Batchelder: As we learn more about individual risk, screening guidelines have the opportunity to evolve from a primarily age-based approach to a more personalized approach. Instead of asking, “When should every woman start screening?” we may increasingly ask, “What is the right screening strategy for this individual woman based on her unique risk profile?” For some women, that could mean additional screening or earlier surveillance. For others, it could provide reassurance that their current screening approach is appropriate.
Komen: How does incorporating new technologies into health care affect cost? Will it mean savings to patients? And how?

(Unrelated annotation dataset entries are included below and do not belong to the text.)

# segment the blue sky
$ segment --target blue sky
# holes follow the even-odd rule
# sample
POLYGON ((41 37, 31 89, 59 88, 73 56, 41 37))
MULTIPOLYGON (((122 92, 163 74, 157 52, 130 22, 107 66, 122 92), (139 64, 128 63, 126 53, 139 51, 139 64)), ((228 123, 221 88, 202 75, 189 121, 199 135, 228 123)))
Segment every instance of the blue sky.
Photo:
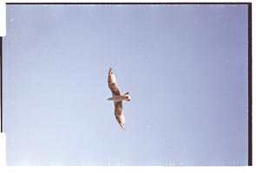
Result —
POLYGON ((243 4, 7 5, 7 164, 246 165, 247 22, 243 4))

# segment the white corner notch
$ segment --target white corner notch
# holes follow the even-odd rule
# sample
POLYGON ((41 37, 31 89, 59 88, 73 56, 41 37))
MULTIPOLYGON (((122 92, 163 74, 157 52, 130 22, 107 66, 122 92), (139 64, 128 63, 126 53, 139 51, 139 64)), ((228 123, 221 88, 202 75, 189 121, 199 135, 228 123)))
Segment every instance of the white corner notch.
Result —
POLYGON ((0 1, 0 37, 6 35, 6 3, 0 1))

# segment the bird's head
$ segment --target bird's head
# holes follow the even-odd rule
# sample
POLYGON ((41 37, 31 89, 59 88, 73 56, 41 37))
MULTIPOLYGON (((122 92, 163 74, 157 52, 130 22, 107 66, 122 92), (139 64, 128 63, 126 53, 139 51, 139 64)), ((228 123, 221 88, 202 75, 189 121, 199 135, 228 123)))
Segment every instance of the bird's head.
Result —
POLYGON ((129 95, 125 95, 124 99, 125 99, 124 100, 126 100, 126 101, 130 101, 131 100, 131 97, 129 95))

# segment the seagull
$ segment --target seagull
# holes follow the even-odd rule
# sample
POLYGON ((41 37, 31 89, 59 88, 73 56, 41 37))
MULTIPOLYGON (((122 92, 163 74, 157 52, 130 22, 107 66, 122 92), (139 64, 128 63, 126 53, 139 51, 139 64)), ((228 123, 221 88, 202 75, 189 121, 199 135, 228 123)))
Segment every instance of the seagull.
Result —
POLYGON ((124 130, 125 119, 124 119, 123 111, 122 111, 122 101, 131 100, 129 93, 126 93, 123 95, 121 94, 118 85, 116 83, 115 76, 113 74, 111 67, 108 70, 108 87, 111 90, 112 95, 113 95, 113 97, 108 98, 108 100, 114 101, 115 119, 118 124, 120 125, 120 126, 124 130))

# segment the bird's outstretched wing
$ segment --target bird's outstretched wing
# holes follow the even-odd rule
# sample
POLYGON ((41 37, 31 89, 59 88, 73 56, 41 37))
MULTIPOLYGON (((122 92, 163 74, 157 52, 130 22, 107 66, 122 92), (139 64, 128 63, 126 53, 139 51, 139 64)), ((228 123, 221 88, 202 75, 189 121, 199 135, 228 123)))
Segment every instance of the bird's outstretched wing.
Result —
POLYGON ((108 71, 108 83, 113 96, 121 95, 121 92, 116 83, 115 76, 112 72, 112 68, 109 68, 109 71, 108 71))
POLYGON ((125 125, 125 119, 123 116, 123 111, 122 111, 122 102, 119 101, 119 102, 115 102, 115 119, 118 122, 118 124, 120 125, 120 126, 122 129, 125 129, 124 125, 125 125))

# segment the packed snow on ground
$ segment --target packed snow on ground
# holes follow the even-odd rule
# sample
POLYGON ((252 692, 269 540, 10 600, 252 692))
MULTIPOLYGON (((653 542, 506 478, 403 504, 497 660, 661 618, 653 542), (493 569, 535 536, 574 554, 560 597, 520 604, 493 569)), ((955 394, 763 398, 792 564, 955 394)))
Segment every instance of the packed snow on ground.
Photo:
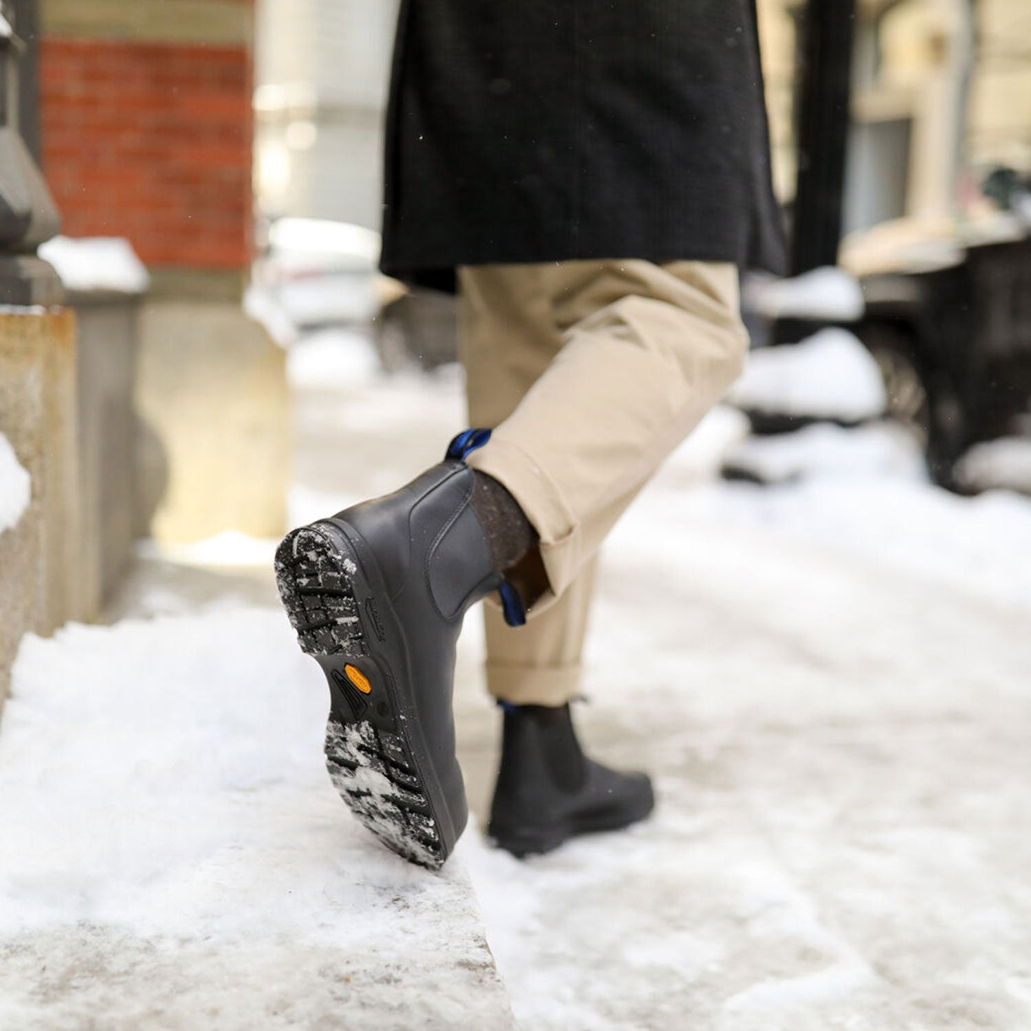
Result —
POLYGON ((39 257, 54 266, 68 290, 142 294, 151 285, 132 244, 119 236, 55 236, 40 245, 39 257))
POLYGON ((1031 494, 1031 439, 1002 437, 974 444, 956 463, 955 474, 968 491, 1008 488, 1031 494))
POLYGON ((875 419, 887 404, 873 356, 833 327, 801 343, 754 351, 727 399, 745 410, 847 423, 875 419))
POLYGON ((27 638, 0 732, 0 1027, 506 1027, 463 863, 428 873, 354 821, 326 708, 281 610, 27 638))
POLYGON ((31 499, 32 477, 0 433, 0 533, 18 526, 31 499))
POLYGON ((747 281, 744 299, 770 320, 856 322, 866 307, 856 278, 834 266, 814 268, 791 279, 756 276, 747 281))
POLYGON ((817 423, 794 433, 749 437, 727 453, 724 469, 763 484, 802 476, 919 479, 926 462, 916 438, 897 423, 854 430, 817 423))
POLYGON ((287 373, 296 389, 356 390, 373 381, 381 370, 365 334, 326 329, 291 348, 287 373))

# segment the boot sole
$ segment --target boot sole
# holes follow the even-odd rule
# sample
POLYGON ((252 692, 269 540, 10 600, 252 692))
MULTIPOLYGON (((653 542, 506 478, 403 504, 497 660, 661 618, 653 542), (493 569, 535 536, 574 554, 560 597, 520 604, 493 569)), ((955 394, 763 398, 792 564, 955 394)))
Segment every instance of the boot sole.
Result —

Batchelder: New technologies can involve upfront costs, but the goal is to create value by improving outcomes and making care more efficient. The use of some breast imaging software is included in reimbursement for a mammogram, but some of the newer AI-approaches may not be. However, in breast cancer, earlier detection and better risk assessment have the potential to reduce costs associated with diagnosing cancers at later stages, when treatment is often more complex and expensive. AI may also help health care systems better allocate resources by identifying patients who need additional attention while streamlining workflows for clinicians. Ultimately, the goal is a health care system that delivers the right care to the right patient at the right time.
Statements and opinions expressed are that of the individual and do not express the views or opinions of Susan G. Komen. This information is being provided for educational purposes only and is not to be construed as medical advice. Persons with breast cancer should consult their healthcare provider with specific questions or concerns about their treatment.